Warum die Paläo-Eskimos den Kontakt mit anderen Gruppen vermieden, darüber kann Willerslev nur spekulieren. Vielleicht verbot dies ihre Religiosität. „Sie schienen die genetische Zufuhr von außerhalb zu verweigern.“ Warum die Paläo-Eskimos dann binnen weniger Jahrhunderte nach dem Auftauchen der Thule verschwanden, „das ist weiter die Eine-Million-Dollar-Frage“. Möglicherweise führten Krankheiten zu ihrem Verschwinden. Auch kriegerische Konflikte könnten das Verschwinden gefördert haben, obwohl es laut Willerslev keine Hinweise auf Gewalttaten gibt.

Der Anthropologe Robert Park von der University of Waterloo in Kanada hat eine von Willerslev abweichende Erklärung. Er hält es für schwer vorstellbar, dass die kulturellen Barrieren zwischen den beiden Eskimogruppen so stark waren, das sie eine „völlige reproduktive Isolation“ schaffen konnten. Er interpretiert das Fehlen genetischer Linien zwischen Paläo-Eskimos und Thule als möglichen indirekten Beweis dafür, dass die Paläo-Eskimos ausstarben, bevor die Thule ihr Gebiet erreichten.

Auch kein Genaustausch mit den Wikingern

Es gab auch keinen Gen-Austausch zwischen den Dorset und Thule sowie den Wikingern, die um 1000 in der Arktis siedelten.

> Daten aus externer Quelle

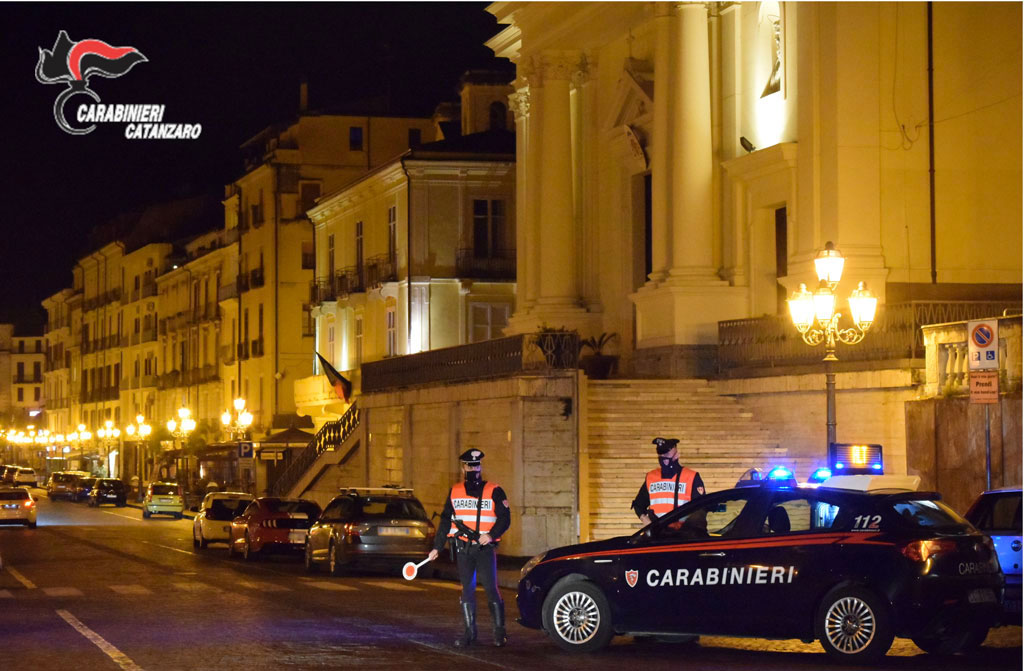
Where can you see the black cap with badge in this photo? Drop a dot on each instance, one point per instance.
(665, 446)
(471, 457)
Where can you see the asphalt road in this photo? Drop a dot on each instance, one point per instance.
(104, 589)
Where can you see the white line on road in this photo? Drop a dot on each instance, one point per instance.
(22, 579)
(120, 658)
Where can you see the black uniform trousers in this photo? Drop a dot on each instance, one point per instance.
(475, 560)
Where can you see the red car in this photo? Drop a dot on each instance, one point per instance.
(271, 523)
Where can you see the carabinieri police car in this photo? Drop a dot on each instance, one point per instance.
(851, 562)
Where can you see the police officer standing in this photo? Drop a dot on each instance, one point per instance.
(476, 514)
(667, 487)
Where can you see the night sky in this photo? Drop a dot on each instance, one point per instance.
(233, 68)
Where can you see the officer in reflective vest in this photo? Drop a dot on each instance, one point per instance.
(667, 487)
(476, 514)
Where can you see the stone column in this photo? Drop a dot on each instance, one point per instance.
(556, 213)
(692, 236)
(660, 162)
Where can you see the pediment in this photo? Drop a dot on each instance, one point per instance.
(634, 98)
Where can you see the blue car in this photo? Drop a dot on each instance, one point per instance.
(997, 514)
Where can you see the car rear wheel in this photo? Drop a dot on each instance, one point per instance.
(335, 560)
(854, 625)
(308, 558)
(578, 618)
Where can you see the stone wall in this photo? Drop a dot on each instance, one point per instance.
(869, 408)
(946, 446)
(527, 427)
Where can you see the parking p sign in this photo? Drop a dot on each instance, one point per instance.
(983, 345)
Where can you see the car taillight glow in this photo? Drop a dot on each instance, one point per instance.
(924, 550)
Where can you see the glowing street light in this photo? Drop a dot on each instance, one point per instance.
(815, 317)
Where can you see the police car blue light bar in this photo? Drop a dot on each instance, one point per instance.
(819, 474)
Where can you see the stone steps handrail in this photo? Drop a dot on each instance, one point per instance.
(331, 434)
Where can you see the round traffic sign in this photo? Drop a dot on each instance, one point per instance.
(982, 335)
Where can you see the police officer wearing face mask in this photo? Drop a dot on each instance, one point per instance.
(476, 514)
(667, 487)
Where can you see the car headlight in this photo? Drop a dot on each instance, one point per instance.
(526, 568)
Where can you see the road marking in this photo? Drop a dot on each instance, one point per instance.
(448, 651)
(119, 658)
(265, 587)
(22, 579)
(168, 547)
(118, 514)
(392, 585)
(323, 584)
(130, 590)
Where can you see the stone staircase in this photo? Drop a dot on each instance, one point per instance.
(717, 437)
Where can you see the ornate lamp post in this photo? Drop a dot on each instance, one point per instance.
(180, 430)
(815, 317)
(108, 435)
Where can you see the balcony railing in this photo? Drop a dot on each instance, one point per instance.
(499, 358)
(767, 342)
(498, 265)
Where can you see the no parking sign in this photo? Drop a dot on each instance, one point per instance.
(983, 345)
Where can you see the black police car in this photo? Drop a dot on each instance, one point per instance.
(849, 567)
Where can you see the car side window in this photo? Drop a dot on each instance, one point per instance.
(794, 514)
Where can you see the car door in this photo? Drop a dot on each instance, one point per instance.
(679, 565)
(790, 558)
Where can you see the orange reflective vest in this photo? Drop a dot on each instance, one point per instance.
(465, 509)
(664, 494)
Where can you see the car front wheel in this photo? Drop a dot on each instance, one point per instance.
(854, 625)
(578, 618)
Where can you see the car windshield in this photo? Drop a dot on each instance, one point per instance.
(224, 509)
(997, 511)
(401, 508)
(932, 514)
(294, 507)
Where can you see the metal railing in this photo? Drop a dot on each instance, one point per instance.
(772, 341)
(332, 434)
(498, 265)
(498, 358)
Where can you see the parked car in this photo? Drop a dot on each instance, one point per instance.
(83, 486)
(369, 527)
(997, 514)
(61, 484)
(163, 499)
(214, 515)
(17, 506)
(109, 490)
(270, 522)
(26, 476)
(852, 568)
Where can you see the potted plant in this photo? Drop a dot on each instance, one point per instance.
(598, 366)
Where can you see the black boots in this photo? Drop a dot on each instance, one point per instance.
(498, 616)
(469, 620)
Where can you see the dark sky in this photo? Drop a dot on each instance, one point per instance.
(233, 68)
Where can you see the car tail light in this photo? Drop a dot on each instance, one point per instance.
(924, 550)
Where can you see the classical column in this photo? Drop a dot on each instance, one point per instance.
(660, 163)
(524, 260)
(556, 213)
(692, 236)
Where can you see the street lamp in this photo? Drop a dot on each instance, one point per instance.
(815, 317)
(238, 423)
(180, 429)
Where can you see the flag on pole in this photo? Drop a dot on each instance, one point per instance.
(340, 383)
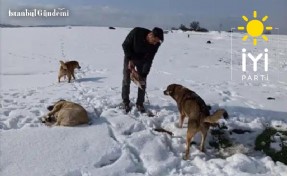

Die Thule sind nach den Erkenntnissen der Forschergruppe um Willerslev die genetischen und kulturellen Vorfahren der heutigen Inuit. Ein weiteres Rätsel scheinen die Forscher dagegen geklärt zu haben: In den Jahren 1902 und 1903 vernichteten Krankheiten, die Walfänger einschleppten, die Bevölkerung zweier kleiner Inseln in der nördlichen Hudson Bay. Diese Sadlermiut genannten Menschen galten wegen ihrer von den angrenzenden Inuit-Gemeinden abweichenden Gebräuche und Sprache bisher als die letzten Nachfahren der Dorset-Kultur und der Paläo-Eskimos. Dem widersprechen die genetischen Untersuchungen. Sie ergaben, dass die Sadlermiut genetisch nahe Verwandte der Thule und der heutigen Inuit waren und nicht der Paläo-Eskimos.